The Big Wasp Survey is the first of its kind in the UK. Researchers need members of the public to recycle an old plastic bottle and use a little beer to make a wasp trap for their garden. After a week, once the wasps are trapped, you simply send them back to the team for identification and counting. Very little is known about the abundance and diversity of wasps in the UK and it’s hoped this survey will give scientists valuable information.

The project, in partnership with the BBC’s Countryfile programme, is sponsored by the Royal Entomological Society. It’s hoped the data will show which species of wasps live where in the UK. As Dr Seirian Sumner (UCL) says, “The black and yellow wasps that bother us at picnics are the social wasps and there are a number of different species that live in the UK. We would like to find out more about where they live and how common they are; and to do that we need the publics’ help.”

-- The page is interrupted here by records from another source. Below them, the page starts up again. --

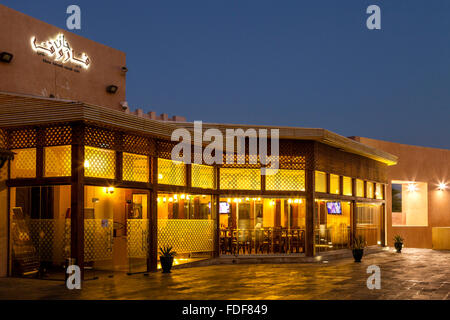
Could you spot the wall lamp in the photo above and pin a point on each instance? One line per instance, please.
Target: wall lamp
(112, 89)
(6, 57)
(412, 187)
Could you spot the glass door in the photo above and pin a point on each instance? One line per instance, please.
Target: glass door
(137, 231)
(99, 207)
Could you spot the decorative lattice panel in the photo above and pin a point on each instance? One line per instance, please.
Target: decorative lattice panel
(164, 149)
(24, 163)
(51, 238)
(370, 190)
(57, 136)
(137, 144)
(137, 238)
(135, 167)
(57, 161)
(285, 180)
(203, 176)
(379, 191)
(359, 188)
(3, 139)
(321, 181)
(100, 138)
(99, 163)
(98, 239)
(25, 138)
(171, 172)
(186, 236)
(240, 179)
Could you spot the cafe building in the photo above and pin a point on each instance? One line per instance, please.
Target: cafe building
(85, 178)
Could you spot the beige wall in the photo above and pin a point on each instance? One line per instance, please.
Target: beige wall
(421, 164)
(28, 74)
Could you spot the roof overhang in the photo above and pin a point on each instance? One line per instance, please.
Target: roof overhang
(21, 110)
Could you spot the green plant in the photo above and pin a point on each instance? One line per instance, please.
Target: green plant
(167, 252)
(359, 243)
(398, 238)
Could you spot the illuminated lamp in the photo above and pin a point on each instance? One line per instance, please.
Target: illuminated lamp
(412, 187)
(6, 57)
(112, 89)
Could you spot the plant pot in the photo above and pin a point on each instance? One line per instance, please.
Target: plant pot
(357, 254)
(166, 263)
(398, 246)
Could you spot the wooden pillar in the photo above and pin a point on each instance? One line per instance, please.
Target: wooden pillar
(309, 219)
(353, 213)
(40, 137)
(153, 238)
(77, 198)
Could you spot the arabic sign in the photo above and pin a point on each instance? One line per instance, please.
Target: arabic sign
(60, 50)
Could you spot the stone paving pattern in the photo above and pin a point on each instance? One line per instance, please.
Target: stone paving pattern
(413, 274)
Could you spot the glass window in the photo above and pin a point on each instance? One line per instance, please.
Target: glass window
(285, 180)
(409, 204)
(58, 161)
(321, 181)
(348, 186)
(203, 176)
(370, 190)
(135, 167)
(99, 163)
(240, 179)
(379, 191)
(368, 222)
(185, 223)
(359, 188)
(332, 229)
(334, 184)
(24, 163)
(40, 230)
(171, 172)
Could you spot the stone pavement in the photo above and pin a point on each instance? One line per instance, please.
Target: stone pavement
(413, 274)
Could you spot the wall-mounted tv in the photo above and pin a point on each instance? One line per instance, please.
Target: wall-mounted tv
(224, 207)
(334, 207)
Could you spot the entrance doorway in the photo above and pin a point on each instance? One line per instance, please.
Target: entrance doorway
(116, 230)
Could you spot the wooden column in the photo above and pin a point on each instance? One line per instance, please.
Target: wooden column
(353, 212)
(153, 238)
(309, 219)
(77, 198)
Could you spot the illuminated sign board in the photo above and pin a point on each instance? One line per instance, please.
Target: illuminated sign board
(59, 49)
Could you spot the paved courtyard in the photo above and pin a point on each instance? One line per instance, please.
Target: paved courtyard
(413, 274)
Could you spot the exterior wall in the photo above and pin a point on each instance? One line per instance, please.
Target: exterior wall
(44, 79)
(3, 221)
(421, 164)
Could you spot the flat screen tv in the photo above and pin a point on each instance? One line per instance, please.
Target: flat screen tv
(334, 207)
(224, 207)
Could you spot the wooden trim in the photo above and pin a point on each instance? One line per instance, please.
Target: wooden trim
(153, 237)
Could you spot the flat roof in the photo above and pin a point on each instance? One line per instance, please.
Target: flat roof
(18, 110)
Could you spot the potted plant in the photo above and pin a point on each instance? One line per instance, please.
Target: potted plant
(398, 243)
(166, 258)
(358, 248)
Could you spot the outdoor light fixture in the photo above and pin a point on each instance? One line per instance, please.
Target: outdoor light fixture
(442, 186)
(112, 89)
(412, 187)
(6, 57)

Beer trapping is a common technique used by beekeepers to lure wasps away from their hives. It does result in drowning the wasps that are attracted to the beer. But, as Professor Adam Hart (University of Gloucestershire) explains; “While we are asking people to kill some wasps, which is a bit unusual for a project aimed at conserving them, it really is the only way that we can identify the wasp species around and be sure that the information we get from the project is worthwhile. At this time of the year, wasp colonies are at the end of their life and the wasps we catch are old workers, who will die at the end of the summer anyway. This means our methods won’t have any effect on the overall population.”

If you would like to get involved in the Big Wasp Survey, visit the project’s website www.bigwaspsurvey.org.

Wasp facts:

• There are more than 9,000 species of wasp in the UK, but only a handful of these species are the black and yellow social wasps that we get bothered by.
• Wasps are close relatives of ants and bees.
• Wasp populations in the UK are declining at similar rates to bee populations.
• A single colony of social wasps can remove several kilograms of insect pests (aphids, caterpillars) over a summer.
• Unlike bees, wasps pollinate a wide range of plants – they are generalists.